Our work with the British Antarctic Survey

2016/12/12

Monday 12th December – Horizontal snow

By

Image: British Antarctic Survey

Today I feel like I have arrived in Antarctica.  Snow is being blown horizontally on the back of the 30mph wind.  Over-night this has changed the fairly flat site around the temporary camp and associated buildings to ridges and troughs everywhere.  When there is a deposit of fresh snow the contrast can become so uniform that you cannot see changes in the surface.  A step forward and you can immediately trip or if still upright, find your-self waist high in powdery snow. With time you learn to anticipate where snow should have been deposited – which is usually long tails going from high and wide to low and narrow from east to west.  You also learn where you can shelter from the wind and to where to expect strong gusts – which is typically a couple of metres from the upwind edge of a building.  At Halley the wind is predominately eastward for around 70% of the year so the conditions become expected.

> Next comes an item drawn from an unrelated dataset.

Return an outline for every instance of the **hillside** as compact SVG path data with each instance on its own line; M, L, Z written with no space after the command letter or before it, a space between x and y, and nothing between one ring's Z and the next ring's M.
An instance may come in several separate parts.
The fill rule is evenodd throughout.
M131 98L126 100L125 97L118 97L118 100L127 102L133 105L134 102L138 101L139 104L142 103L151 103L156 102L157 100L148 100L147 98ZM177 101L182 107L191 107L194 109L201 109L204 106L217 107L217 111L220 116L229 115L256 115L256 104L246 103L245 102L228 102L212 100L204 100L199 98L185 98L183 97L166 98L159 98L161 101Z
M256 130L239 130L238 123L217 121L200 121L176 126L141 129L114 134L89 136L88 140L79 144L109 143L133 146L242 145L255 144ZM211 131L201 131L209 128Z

Access routes tend to be on the upward face to avoid the snow drifts, and entrance doors on the north south axis as there tends to be a trough where snow builds up slower than on the east west axis.
Temporary camps have been built at both the original Halley site 6 as well as the new site 6a.  So as the modules are moved, staff can also be accommodated where the work needs to be undertaken. Today the temporary camp kitchen had snow blown in through cracks leading to inside snow up to knee height.  As the day warmed up snow on the roof melted and again found pathways to leak into both the kitchen and corridor. The temporary camp tent is piled up with snow pushing in the on the fabric between the arched frames on the east side and after a careful dig out with shovels, the dozers could clear the rest.  It’s easy to see how previous tunnel type designs could become fully buried within a season.
Today we hoped to carry out bolt adjustments and then lower the H2 module ready for towing tomorrow.   I spent some time using energy calculations taking me back to A level physics to work out the theoretical stopping distance, which with slope adjustment gave me a value around 150mm.
Due to the continuation of the poor weather it makes everything take so much longer and increases the risk of errors and potential of injuries, so the decision is taken to not battle for small gains today.